Gibt es wissenschaftliche Erkenntnisse, die den Winzern helfen können? Findet ein Austausch zwischen Forschung und Praxis statt?

„Die Bayerische Landesanstalt für Weinbau und Gartenbau in Veitshöchheim erforscht Formen der Kultivierung, Bewässerung, günstige Standorte und die Züchtung pilzresistenter Reben. Sie bildet Winzer nicht nur aus, es gibt dort auch zahlreiche Vorträge und Veranstaltungen zu aktuellen Themen des Weinbaus. So findet hier immer ein Austausch statt. Abgesehen davon sind Winzer auch in Vereinen und Verbänden organisiert. Daher können sie auf existierende Strukturen zurückgreifen, um Informationen zu bekommen.“

Welche technischen Neuerungen werden für Winzer relevant sein?
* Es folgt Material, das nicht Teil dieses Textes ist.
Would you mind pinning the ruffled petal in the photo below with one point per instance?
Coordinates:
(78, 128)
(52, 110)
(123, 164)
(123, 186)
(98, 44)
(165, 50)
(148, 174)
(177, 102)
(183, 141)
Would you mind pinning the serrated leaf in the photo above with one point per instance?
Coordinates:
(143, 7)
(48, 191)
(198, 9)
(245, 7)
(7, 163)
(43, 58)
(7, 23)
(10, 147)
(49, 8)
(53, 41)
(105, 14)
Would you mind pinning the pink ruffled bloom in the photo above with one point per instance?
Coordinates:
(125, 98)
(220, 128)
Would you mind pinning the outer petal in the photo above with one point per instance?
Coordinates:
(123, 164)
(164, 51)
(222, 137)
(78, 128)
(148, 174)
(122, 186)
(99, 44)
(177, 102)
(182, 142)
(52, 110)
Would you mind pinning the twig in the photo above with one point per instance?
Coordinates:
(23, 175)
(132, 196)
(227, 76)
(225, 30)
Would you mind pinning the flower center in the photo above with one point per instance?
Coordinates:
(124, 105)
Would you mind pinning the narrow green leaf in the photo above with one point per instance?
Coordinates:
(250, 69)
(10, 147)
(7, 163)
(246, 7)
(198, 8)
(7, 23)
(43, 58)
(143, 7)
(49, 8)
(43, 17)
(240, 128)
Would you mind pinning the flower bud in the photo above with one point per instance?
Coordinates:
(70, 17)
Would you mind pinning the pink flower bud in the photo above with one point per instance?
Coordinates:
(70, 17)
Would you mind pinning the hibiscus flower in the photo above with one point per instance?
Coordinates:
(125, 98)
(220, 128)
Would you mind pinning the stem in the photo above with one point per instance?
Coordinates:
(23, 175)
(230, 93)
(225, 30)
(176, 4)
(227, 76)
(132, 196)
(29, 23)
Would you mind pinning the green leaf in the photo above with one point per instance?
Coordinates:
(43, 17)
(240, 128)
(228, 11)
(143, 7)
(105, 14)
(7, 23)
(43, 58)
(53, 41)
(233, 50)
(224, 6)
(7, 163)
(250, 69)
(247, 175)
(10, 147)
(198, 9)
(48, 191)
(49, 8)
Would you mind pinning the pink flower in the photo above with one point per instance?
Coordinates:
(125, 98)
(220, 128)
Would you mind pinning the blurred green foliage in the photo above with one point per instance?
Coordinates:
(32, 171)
„Das Maindreieck ist eine der trockensten Regionen Deutschlands. Auch wenn Wein im Vergleich zu anderen Pflanzen trockenresistenter ist, haben die langen Trockenperioden in den vergangenen Jahren auch zu vertrockneten Blättern an den Reben geführt. Eine Technik, mit der sich beispielsweise die Winzer in Sommerach und Volkach ausgestattet haben, ist die so genannte Tröpfchenbewässerung. Dabei handelt es sich um Bewässerungssysteme, die Wasser sehr punktuell verteilen, ohne dabei Unkraut und Zwischengrün zu bewässern. Ein weiterer Punkt ist die Lagerung. Nach der Ernte im Herbst führen höhere Temperaturen zur unkontrollierten Gärung des Weins. Deshalb haben einige Winzer in ihren Weinkellern Klimaanlagen installiert – das bedeutet dann schnell Investitionen im sechsstelligen Bereich.“

Können kleine, traditionelle Winzerbetriebe diese Investitionen stemmen?

„Nicht jeder Betrieb wird sich eine Anlage zur Tröpfchenbewässerung oder eine Klimaanlage leisten können. Daher schließen sich die Winzer oft für größere Investitionen zusammen. Für manch einen Winzer wird der finanzielle Aufwand vielleicht bedeuten, dass er seine Rebflächen lieber verpachtet und das Lesegut an Genossenschaften zur Weiterverarbeitung gibt. Aber ein Strukturwandel der Weingüter zeichnet sich auch unabhängig davon ab. Durch Nachwuchsprobleme sinkt die Zahl der Betriebe. Auf der anderen Seite können Winzer durch neue Technologien ihre Weinberge leichter bewirtschaften, wodurch die Anzahl der Rebflächen aktuell steigt.“

Hat die Veränderung des Klimas dazu geführt, dass die Winzer andere Rebsorten auswählen?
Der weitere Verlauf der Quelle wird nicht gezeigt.